Yes. China's currency is relatively stronger than the US's at the current, fixed, exchange.
The USD would fall from a de-pegging.
I fail to see the manipulation. Isn't currency manipulation, in this case alleged by the chinese govt, where that govt takes actions to increase or reduce the value of its currency relative to another? i.e. change/ manipulate. Isn't china's action the exact OPPOSITE of manipulation- they have a standing policy, known by all, to PEG their currency to ours. Not move it up or down. No secrets, sudden changes, or bank interventions.
The USA should realize the situation for what it is and act accordingly, complaining does the American citizen no good. Want to see real currency manipulation? just look at the fed as they destroy the USD
It _is_ manipulating its value vs others - by pegging it when its value should have dropped.
.
Ah, yes, i see now. By having a pegged, or fixed exchange rate, one in which you do not manipulate it, you ARE actually manipulating it. i was thrown off by 'old school' definitions.
http://en.wikipedia.org/wiki/Fixed_exchange_rate
From the article: a fixed exchange rate prevents a government from using domestic monetary policy in order to achieve macroeconomic stability.
As in- a nation gives up its own monetary policy ( largely) when it pegs to another, which means any changes are a result of the other party's actions (like say the fed)
2009 America = Nineteen EIghty-Four (the novel)
war is peace, freedom is slavery
See Eric Lotke's Profile
Regarding the parallel between Orwell's 1984 and today:
I wrote a whole book about it:
2044: the problem isn't Big Brother; it's Big Brother, inc.
www.2044thenovel.com
The Chinese are the only country that can give America some of its own medicine. Every other country has to buy American dollars to try to shore it up so that their currency doesn't rise to the level that causes their exports to be too expensive to sell. America cannot bring China to heel. Usually they start a war with uncooperative countries (you listening Chavez?) but I don't think that is in the cards this time. America is going to have find another way other than economic, political or military bullying.
Here`s my guess.
Just like the Federal Reserve`s except to a positive balance instead of a mountain of crushing debt.
That country has cash, this country has nothing but debt and not enough to cover it except the generosity and greed from other nations that choose to help America perpetuate(for now) it`s monetary death loop of debt since 1913.
But it`s just a guess.
Well let's see, the Hong Kong Dollar has been trading at 7.75 per US for the past several months, the Saudi Riyal has been trading at 3.75 per dollar for years and the UAE Dirham has been trading at 3.67 per Dollar for ever and a day. Are they currency manipulators? And when the US is printing up massive paper in order to devalue our Dollar, isn't that currency manipulation? (Sorry for the double post, corrected for typos).

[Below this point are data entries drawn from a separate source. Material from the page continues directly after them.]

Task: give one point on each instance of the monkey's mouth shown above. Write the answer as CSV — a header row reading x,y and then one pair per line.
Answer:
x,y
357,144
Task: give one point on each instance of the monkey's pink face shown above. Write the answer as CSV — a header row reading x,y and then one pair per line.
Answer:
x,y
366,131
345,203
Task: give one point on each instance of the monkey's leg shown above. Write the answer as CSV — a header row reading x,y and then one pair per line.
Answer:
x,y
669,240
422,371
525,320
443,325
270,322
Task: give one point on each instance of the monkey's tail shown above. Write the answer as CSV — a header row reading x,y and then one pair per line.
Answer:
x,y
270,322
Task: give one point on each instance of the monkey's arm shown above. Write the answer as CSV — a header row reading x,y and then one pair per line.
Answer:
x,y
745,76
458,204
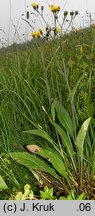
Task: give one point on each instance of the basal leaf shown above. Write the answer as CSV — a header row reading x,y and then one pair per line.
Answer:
x,y
3,185
52,156
32,161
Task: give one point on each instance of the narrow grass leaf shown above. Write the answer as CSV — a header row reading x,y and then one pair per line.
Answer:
x,y
3,185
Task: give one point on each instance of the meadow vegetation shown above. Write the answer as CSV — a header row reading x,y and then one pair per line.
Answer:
x,y
47,118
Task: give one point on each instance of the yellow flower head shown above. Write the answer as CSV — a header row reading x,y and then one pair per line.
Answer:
x,y
40,30
35,6
56,30
36,34
54,8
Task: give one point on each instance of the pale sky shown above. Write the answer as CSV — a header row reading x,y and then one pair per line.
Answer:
x,y
11,19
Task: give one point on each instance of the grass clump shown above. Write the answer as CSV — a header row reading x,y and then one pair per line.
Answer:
x,y
47,91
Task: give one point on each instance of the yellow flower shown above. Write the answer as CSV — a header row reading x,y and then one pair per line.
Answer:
x,y
40,30
36,34
54,8
35,6
56,30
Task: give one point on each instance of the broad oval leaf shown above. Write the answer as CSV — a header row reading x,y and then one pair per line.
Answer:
x,y
52,156
32,161
3,185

There are articles citing the dangers of artificially high Chinese and Japanese currencies, and then there are articles bewailing the falling value of the dollar.
We are asked to be concerned about asian currencies that are valued too low, because it hurts our exports, and we are asked to be concerned about a low dollar, because it hurts our imports.
I guess we should just learn to be afraid of everything.
Well on our way to being afraid of everything.